Relative risk calculations used deaths due to breast cancers found during intervention periods, but deaths due to breast cancer found at first screening of control groups were added to these groups. After reallocation of the added breast cancer deaths to postintervention periods of control groups, relative risks of 0.86 were obtained for cancers found during intervention periods and 0.83 for cancers found during postintervention periods, indicating constant reduction in the risk of breast cancer death during follow-up, irrespective of screening.

"If calculations of relative risks had been carried out using similar methodological approaches to other cancer screening trials conducted in the more recent era, the Swedish trials would not have found a 20% reduction of breast cancer death due to mammography screening," Autier and colleagues wrote.
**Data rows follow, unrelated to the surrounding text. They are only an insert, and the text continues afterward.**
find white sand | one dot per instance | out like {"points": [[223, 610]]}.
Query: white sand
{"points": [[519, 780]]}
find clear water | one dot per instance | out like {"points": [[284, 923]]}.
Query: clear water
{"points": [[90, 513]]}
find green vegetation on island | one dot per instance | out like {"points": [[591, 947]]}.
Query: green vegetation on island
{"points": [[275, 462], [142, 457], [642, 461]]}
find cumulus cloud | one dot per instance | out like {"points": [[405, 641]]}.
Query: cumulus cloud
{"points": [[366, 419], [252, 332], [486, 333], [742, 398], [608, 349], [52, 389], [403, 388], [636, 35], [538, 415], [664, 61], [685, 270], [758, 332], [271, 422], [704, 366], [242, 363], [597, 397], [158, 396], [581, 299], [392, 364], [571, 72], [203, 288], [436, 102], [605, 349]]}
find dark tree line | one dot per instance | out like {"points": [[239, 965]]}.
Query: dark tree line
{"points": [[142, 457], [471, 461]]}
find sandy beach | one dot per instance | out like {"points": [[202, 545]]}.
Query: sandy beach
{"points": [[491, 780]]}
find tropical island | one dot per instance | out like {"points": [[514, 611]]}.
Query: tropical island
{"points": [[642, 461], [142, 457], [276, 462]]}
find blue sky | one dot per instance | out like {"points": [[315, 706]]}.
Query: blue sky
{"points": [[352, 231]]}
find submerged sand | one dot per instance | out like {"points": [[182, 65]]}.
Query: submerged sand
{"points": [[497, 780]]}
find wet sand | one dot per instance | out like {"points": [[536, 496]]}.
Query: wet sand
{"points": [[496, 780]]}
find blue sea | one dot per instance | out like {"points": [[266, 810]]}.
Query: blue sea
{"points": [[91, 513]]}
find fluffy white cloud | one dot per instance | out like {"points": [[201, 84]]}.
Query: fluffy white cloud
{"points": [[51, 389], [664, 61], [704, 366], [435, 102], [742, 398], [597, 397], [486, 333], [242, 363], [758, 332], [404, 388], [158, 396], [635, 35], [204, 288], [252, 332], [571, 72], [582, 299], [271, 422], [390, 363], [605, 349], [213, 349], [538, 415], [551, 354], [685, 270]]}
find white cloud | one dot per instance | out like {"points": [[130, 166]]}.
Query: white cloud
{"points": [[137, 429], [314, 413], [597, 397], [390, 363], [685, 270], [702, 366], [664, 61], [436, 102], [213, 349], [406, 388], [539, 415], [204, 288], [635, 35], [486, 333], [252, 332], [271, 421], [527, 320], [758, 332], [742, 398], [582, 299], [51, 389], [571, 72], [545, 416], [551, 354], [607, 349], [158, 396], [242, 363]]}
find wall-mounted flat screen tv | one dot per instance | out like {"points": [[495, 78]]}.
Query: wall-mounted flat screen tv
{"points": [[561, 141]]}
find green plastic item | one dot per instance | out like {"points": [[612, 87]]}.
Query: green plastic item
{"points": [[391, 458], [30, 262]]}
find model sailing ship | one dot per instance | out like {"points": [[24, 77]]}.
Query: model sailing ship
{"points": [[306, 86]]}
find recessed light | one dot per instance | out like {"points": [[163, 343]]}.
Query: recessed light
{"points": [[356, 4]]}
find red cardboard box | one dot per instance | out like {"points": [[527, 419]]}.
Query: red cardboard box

In fact, if the Swedish trials had used similar statistical analyses to other cancer screening trials, reductions in the risk of breast cancer death associated with mammography screening would have been much smaller, probably less than 10%, they added.

Advocates chime in

The randomized trials show a considerably greater reduction than 10%, Duffy stated in an email to AuntMinniEurope.com.

"It seems to me that it is more reasonable to consider the actual effect observed in experimental studies than the effect that some commentators feel should have been observed on the basis of observational, ecological results," he wrote.

Dr. László Tabár.Dr. László Tabár.

Tabár points out that the JRSM article ignores two important studies that were published recently: one from the New England Journal of Medicine that found breast cancer screening reduces mortality by 40%, and another from Norway that found breast cancer screening reduced mortality by 20% to 30% for women ages 50 to 69, followed to age 79, when compared with no screening.

Autier and colleagues' study -- and others like it -- "consistently apply methodology and logic that have (also, consistently) been demonstrated to be biased by confounding, and they have selectively criticized trials (specifically the trials that show a benefit from screening) as biased, without acknowledging (or rebutting) the literature that confronts and refutes those criticisms," Tabár noted in an email to AuntMinnieEurope.com. "They also selectively cite literature that supports their conclusions, neglecting a larger literature that does not."

The shortcomings of the JRSM article are threefold, according to Tabár:

  • "Autier has never had access to individual breast cancer patient data of any of the Swedish trials, so he does not know which woman was or was not screened, or which case has been diagnosed in a woman who did or did not get a mammogram," he said. "The cancer registries do not provide this information. How can the authors draw conclusion about the value of screening?"
  • In any analysis, the death cases from the screening epoch must be removed whose diagnosis was made before screening started. "These authors cannot do that because they do not have access to the necessary information on the individual basis, therefore, they operate with a > 50% error rate in their calculation," he said. "It is then natural that they find a lower impact of screening because they have mixed breast cancer cases from screened and unscreened women."
  • "It is disconcerting that the Royal Society of Medicine has chosen to publish an article on the purported effect of mammography screening using a database lacking information on the detection and treatment modes of the individual cancer cases," he added.

Tabár urges people to retain their common sense. "We should not give poorly designed investigations and sensational, pseudoskepticism a free pass, nor any more credibility than is warranted, which in this instance, is likely to be none," he wrote.